Joel I. Klein, the head of the Justice Department's Antitrust Division, is just as adamant. "We need more resources," Klein declared in an interview. "I really think that is important."

That such concerns are being voiced now is especially worrisome, given the country's astonishing number of mergers. Remarkably, the 20 largest deals of all time that involve U.S. companies have all been initiated in the past three years, according to Thomson Financial Securities Data. (See table, p. 2284.) These corporate marriages have been spurred, in part, by the highly competitive global marketplace and by the deregulation of the telecommunications and energy industries.
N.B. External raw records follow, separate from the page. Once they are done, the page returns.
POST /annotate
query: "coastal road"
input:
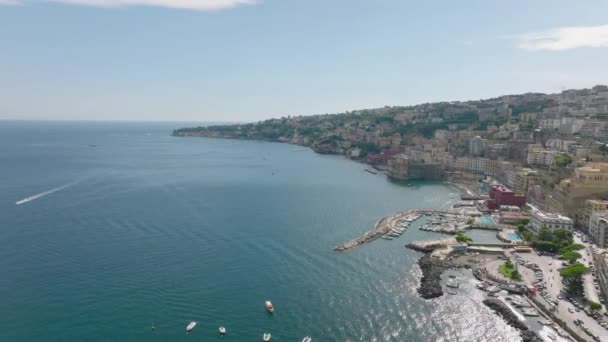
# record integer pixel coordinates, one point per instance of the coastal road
(553, 284)
(590, 290)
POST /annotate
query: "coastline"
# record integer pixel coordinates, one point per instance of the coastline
(432, 269)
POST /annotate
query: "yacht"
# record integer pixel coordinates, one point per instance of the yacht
(190, 326)
(530, 312)
(453, 284)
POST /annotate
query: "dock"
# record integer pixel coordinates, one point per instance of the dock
(385, 225)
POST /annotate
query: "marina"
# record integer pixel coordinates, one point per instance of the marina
(395, 225)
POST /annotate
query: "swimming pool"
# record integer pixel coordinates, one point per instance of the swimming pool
(487, 220)
(513, 236)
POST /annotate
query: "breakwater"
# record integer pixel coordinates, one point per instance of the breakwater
(385, 225)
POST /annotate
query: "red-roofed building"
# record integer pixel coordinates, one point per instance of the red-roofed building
(501, 195)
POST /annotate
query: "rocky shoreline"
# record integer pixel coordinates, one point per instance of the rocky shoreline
(502, 310)
(430, 282)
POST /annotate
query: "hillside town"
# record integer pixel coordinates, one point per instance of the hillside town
(536, 163)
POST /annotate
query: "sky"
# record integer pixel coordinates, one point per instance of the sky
(248, 60)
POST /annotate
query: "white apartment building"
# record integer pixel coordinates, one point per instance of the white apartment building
(598, 228)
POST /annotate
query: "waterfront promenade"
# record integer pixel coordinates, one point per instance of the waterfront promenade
(385, 225)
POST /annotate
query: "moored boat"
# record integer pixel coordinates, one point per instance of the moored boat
(453, 284)
(530, 312)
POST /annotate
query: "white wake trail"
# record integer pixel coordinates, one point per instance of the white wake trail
(42, 194)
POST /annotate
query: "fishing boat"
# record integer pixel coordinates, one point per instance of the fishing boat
(530, 312)
(190, 326)
(453, 284)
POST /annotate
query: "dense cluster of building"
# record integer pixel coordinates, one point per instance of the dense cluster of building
(545, 149)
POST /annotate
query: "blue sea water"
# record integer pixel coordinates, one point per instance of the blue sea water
(121, 226)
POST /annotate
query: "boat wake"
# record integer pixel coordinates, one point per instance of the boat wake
(42, 194)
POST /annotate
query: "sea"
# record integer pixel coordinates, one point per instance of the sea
(117, 231)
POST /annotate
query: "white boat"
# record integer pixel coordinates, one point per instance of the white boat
(530, 312)
(269, 306)
(190, 326)
(453, 284)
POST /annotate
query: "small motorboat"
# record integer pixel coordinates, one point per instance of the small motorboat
(453, 284)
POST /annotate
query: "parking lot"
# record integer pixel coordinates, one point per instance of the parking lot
(543, 273)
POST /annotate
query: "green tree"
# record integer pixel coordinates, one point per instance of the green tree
(571, 247)
(515, 275)
(594, 306)
(574, 275)
(545, 246)
(563, 160)
(545, 234)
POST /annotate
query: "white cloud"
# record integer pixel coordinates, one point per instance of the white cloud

Top company executives routinely decide that their firms must be big in order to compete in a global economy. Nearly every week, another stunning merger announcement is made, such as the recent proposal to combine United Airlines and US Airways to create a behemoth carrier almost twice the size of its next-largest competitor. In January, the mother of all mega-mergers, the $182 billion marriage of America Online Inc. and Time Warner, made a huge splash as the biggest deal ever. No sector of the economy is immune from this whirlwind of corporate marriages, from agriculture to health care to airlines to telecommunications. (See accompanying stories on the economic factors behind the merger boom, p. 2290, and on how Washington is responding to merger activity in four key sectors, pp. 2294-2301.)
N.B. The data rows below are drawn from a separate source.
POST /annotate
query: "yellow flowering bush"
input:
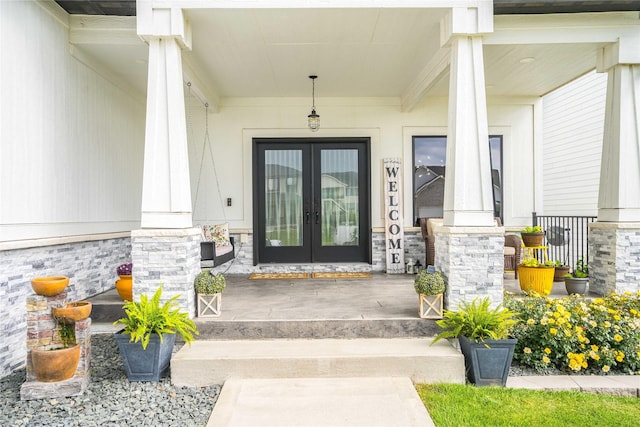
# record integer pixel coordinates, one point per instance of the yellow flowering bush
(576, 334)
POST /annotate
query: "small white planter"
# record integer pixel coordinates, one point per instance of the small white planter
(430, 306)
(209, 305)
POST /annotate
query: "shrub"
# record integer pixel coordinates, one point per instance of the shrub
(150, 317)
(576, 334)
(209, 282)
(477, 321)
(429, 283)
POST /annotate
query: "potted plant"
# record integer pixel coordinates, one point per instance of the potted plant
(430, 285)
(483, 333)
(576, 282)
(124, 285)
(209, 285)
(532, 236)
(149, 333)
(560, 271)
(536, 276)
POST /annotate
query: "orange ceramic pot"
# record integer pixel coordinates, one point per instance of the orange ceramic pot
(55, 365)
(49, 286)
(124, 286)
(72, 312)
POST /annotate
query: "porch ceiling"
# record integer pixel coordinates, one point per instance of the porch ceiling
(356, 52)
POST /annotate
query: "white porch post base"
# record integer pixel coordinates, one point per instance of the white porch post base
(614, 257)
(472, 260)
(167, 257)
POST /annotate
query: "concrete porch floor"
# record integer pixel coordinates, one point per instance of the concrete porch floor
(383, 296)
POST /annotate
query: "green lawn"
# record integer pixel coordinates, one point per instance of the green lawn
(459, 405)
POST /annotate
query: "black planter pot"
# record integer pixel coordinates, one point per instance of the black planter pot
(145, 365)
(576, 285)
(487, 362)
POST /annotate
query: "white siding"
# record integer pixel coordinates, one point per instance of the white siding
(573, 129)
(71, 141)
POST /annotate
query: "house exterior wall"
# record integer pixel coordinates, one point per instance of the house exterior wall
(71, 160)
(240, 120)
(90, 266)
(71, 156)
(572, 148)
(70, 164)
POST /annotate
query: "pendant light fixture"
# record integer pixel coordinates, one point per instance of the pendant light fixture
(313, 118)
For government watchdogs, the percentage of merger deals that requires investigations-and, perhaps, subsequent challenges-is still quite small. But because the sheer number of these deals has grown astronomically, the burden on the agencies has increased commensurately.

For example, the number of merger proposals more than tripled between 1991 and 1999-from 1,529 applications to 4,642-but the number of FTC staffers rose very modestly, from 313 to 347. The Antitrust Division's resources have been similarly constrained. It currently has just 342 attorneys, including those in its field offices, who must also work on criminal enforcement and other nonmerger issues. More than a few private law firms, which are desperate for help on merger cases, have lured away beleaguered FTC and Justice Department lawyers with promises of fatter paychecks. (See related story on the surge of business for the antitrust bar, p. 2286.)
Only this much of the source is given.